I’d be interested to hear what course of action Li figures makes Fisker worth anything let alone more than 25m$.
As I see it the design and name has some moderate potential but only if you reeingineer the entire car so it isn’t so moronically heavy and relies on such overpriced parts (UQM) and can become a lot faster, more efficient and cost viable. And that can’t be an entirely cheap endeavor.
You could hope to sell it to some other fool who thinks it has worth but that’s a gamble.
Would I invest that kind of money in reviving Fisker? most likely not.

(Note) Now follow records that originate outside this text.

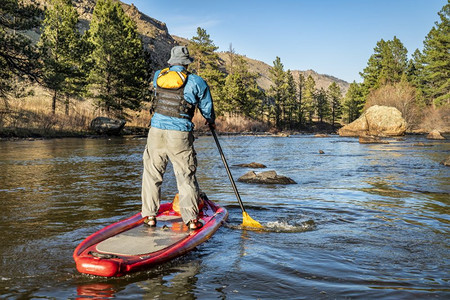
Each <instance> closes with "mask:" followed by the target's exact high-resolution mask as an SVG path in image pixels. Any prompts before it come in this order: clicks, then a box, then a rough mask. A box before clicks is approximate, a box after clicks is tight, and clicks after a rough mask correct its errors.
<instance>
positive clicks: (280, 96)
mask: <svg viewBox="0 0 450 300" xmlns="http://www.w3.org/2000/svg"><path fill="white" fill-rule="evenodd" d="M269 72H270V77H271V80H272V82H273V84H272V85H271V86H270V89H269V95H270V97H271V98H272V99H273V111H272V112H273V115H274V118H275V126H276V127H277V128H278V129H281V127H282V109H284V105H285V101H286V73H285V71H284V66H283V64H282V63H281V59H280V58H279V57H278V56H277V57H276V59H275V60H274V62H273V67H272V68H271V69H270V70H269Z"/></svg>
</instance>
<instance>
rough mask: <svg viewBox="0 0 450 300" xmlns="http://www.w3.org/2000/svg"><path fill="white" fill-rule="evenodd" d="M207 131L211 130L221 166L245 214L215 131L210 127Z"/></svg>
mask: <svg viewBox="0 0 450 300" xmlns="http://www.w3.org/2000/svg"><path fill="white" fill-rule="evenodd" d="M209 129H210V130H211V133H212V135H213V137H214V140H215V141H216V145H217V149H219V153H220V157H221V158H222V162H223V165H224V166H225V170H227V174H228V178H229V179H230V182H231V186H232V187H233V190H234V194H235V195H236V198H237V199H238V202H239V205H240V206H241V209H242V212H245V208H244V204H243V203H242V200H241V196H240V195H239V191H238V190H237V187H236V184H235V183H234V180H233V176H232V175H231V172H230V168H229V167H228V163H227V160H226V158H225V155H224V154H223V151H222V147H220V143H219V139H218V138H217V135H216V131H215V130H214V128H213V127H212V126H211V125H210V126H209Z"/></svg>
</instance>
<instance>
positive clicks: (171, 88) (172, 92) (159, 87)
mask: <svg viewBox="0 0 450 300" xmlns="http://www.w3.org/2000/svg"><path fill="white" fill-rule="evenodd" d="M188 76H189V73H188V72H187V71H186V70H183V71H171V70H170V69H169V68H166V69H163V70H161V72H160V73H159V75H158V78H157V79H156V89H155V96H156V101H155V104H154V107H153V108H154V111H155V112H157V113H159V114H162V115H165V116H169V117H175V118H183V119H188V120H191V119H192V117H193V116H194V111H195V105H194V104H191V103H189V102H188V101H186V99H184V87H185V86H186V82H187V78H188Z"/></svg>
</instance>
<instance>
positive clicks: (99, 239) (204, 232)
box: [73, 197, 228, 277]
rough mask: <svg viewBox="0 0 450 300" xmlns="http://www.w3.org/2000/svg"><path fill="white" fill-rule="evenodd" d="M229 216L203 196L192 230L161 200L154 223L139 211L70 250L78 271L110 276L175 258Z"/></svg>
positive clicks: (203, 236) (221, 222) (178, 255)
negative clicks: (72, 255)
mask: <svg viewBox="0 0 450 300" xmlns="http://www.w3.org/2000/svg"><path fill="white" fill-rule="evenodd" d="M227 217H228V212H227V210H226V209H225V208H223V207H220V206H218V205H215V204H214V203H213V202H211V201H210V200H209V199H207V198H206V197H205V199H203V203H202V204H201V205H200V213H199V221H200V222H202V223H203V226H202V227H201V228H200V229H197V230H194V231H191V230H189V228H188V227H187V226H186V225H185V224H184V223H183V221H182V219H181V216H180V214H179V213H178V212H177V211H175V210H173V208H172V203H164V204H161V206H160V209H159V212H158V215H157V216H156V219H157V226H156V227H149V226H147V225H146V224H144V219H143V218H142V216H141V214H140V213H138V214H136V215H134V216H132V217H130V218H128V219H125V220H122V221H119V222H117V223H114V224H111V225H109V226H107V227H105V228H103V229H101V230H99V231H97V232H96V233H94V234H92V235H91V236H89V237H88V238H86V239H85V240H84V241H83V242H81V243H80V245H78V247H77V248H76V249H75V251H74V253H73V258H74V260H75V263H76V265H77V270H78V271H79V272H81V273H85V274H91V275H98V276H105V277H113V276H122V275H125V274H127V273H130V272H135V271H138V270H142V269H146V268H149V267H152V266H155V265H157V264H160V263H163V262H165V261H168V260H171V259H174V258H176V257H178V256H181V255H183V254H185V253H186V252H188V251H190V250H192V249H193V248H195V247H196V246H198V245H199V244H201V243H203V242H204V241H206V240H207V239H209V238H210V237H211V236H212V235H213V234H214V233H215V232H216V231H217V229H219V227H220V226H221V225H222V223H223V222H225V220H226V219H227Z"/></svg>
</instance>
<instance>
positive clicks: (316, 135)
mask: <svg viewBox="0 0 450 300" xmlns="http://www.w3.org/2000/svg"><path fill="white" fill-rule="evenodd" d="M314 137H329V135H328V134H325V133H316V134H315V135H314Z"/></svg>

Richard Li, if you want a genius EV technical advisor, contact me.

Steve T

Dan, you call yourself a “genius.” Wow, narcissist alert! But, Dan, I could tell you thought pretty highly of yourself from most of your past statements. You know, a true genius never needs to proclaim so, it’s usually already evident.

Dan Frederiksen

You overestimate mankind

Roy_H

I have no idea how far Fisker got with the Delaware plant in terms of assets for manufacturing the Atlantic, but if it is fully designed, and substantial equipment is in place for it, then that may be what is worth purchasing. There are still a number of Karmas on dealer lots, and they will become much more valuable if Fisker is resurrected at least enough to guarantee parts availability, service support and warranty. If they then sell out quickly, there may be some rational to building more, but I think the Karma is dead and only the Atlantic shows promise.

A123killed2companies

Fisker bought the plant with gov’t money arranged by Biden, sold the contents for scrap, let them sit empty for 4+ years while the state pays utilities. It’s worth less now then then, which was almost nothing.

Dan Frederiksen

Funny name but no, A123 didn’t kill Fisker. Fisker did that. Production of A123 cells was always available to Fisker had they needed them

A123killedatleast1company

Yes, cells were available = defective ones that caused the the Karmar to die or catch fire. sales were always weak, but after that debacle hit the headlines, reputations were shot, loan targets missed and both companies future was certain. But hey, you’re the genius.

DLubeck

The only reason Karmas are still selling is become they are being discounted by remaining dealerships. I can’t even see how anyone would even consider the car at the original price. It’s nice on the outside, but too many issues on the inside.

And some of their remaining engineers are making about $12K a month. I don’t get that. That’s one of the biggest problems–paying such overinflated wages.